0

I would like to parse an HTML form and pull our filename's of any embedded images.

So the string could look like:

{ 

... random HTML content

    image1.png 

 more random HTML content

    image3.png

... }

From the above I would like to write a function in Java that returns to me {image1.png, image3.png}.

I have a regular expression that returns to me only the last image name (image3.png) but it disregards previous image names. How can I capture all of them using regex?

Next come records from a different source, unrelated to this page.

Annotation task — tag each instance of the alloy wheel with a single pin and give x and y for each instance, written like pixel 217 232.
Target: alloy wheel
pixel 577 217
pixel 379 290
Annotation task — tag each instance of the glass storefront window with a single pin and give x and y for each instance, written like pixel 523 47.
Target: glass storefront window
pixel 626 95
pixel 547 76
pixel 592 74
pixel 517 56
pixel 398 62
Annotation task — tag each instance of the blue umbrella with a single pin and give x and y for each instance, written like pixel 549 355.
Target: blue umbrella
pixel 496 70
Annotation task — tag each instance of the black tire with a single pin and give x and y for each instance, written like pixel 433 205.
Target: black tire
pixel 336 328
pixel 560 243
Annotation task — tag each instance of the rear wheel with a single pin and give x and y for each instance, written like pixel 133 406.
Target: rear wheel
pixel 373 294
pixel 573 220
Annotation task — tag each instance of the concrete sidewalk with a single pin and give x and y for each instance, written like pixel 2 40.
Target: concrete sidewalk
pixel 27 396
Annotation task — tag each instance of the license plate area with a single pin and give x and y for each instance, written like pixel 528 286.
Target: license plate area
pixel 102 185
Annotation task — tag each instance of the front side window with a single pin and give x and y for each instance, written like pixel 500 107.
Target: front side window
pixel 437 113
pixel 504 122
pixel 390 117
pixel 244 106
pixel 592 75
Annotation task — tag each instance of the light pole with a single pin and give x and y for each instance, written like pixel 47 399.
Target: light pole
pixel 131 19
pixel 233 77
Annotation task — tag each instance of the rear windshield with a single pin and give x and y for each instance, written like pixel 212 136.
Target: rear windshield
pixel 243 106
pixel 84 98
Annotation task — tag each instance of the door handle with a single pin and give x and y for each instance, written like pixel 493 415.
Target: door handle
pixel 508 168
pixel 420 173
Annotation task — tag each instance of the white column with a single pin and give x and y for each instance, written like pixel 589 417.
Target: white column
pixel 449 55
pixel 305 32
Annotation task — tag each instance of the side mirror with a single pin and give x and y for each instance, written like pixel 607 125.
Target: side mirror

All / any help would be appreciated.

1
  • This is probably a task best suited to a parsing API such as JSoup or JTidy. While a RegEx is a powerful tool, it has been shown time and again to be insufficient for extracting information from real WWW HTML. Commented Dec 21, 2011 at 0:41

1 Answer 1

2

https://stackoverflow.com/a/2059614/684934 give a good hint. More specifically, you're probably looking for something like [a-zA-Z0-9_\-]+\.(png|jpg|gif|jpeg|tif)

Note, however, that this is regex and is only looking for sequences of characters. If you are looking at a site that serves up dynamic images using servlets for example, and the resource URI doesn't happen to end with a normal image file extension (such as .jsp or .do), then the regex will completely fail. It will also pick up any "image names" from any sort of text that happens to match, which does not actually represent an image on the page.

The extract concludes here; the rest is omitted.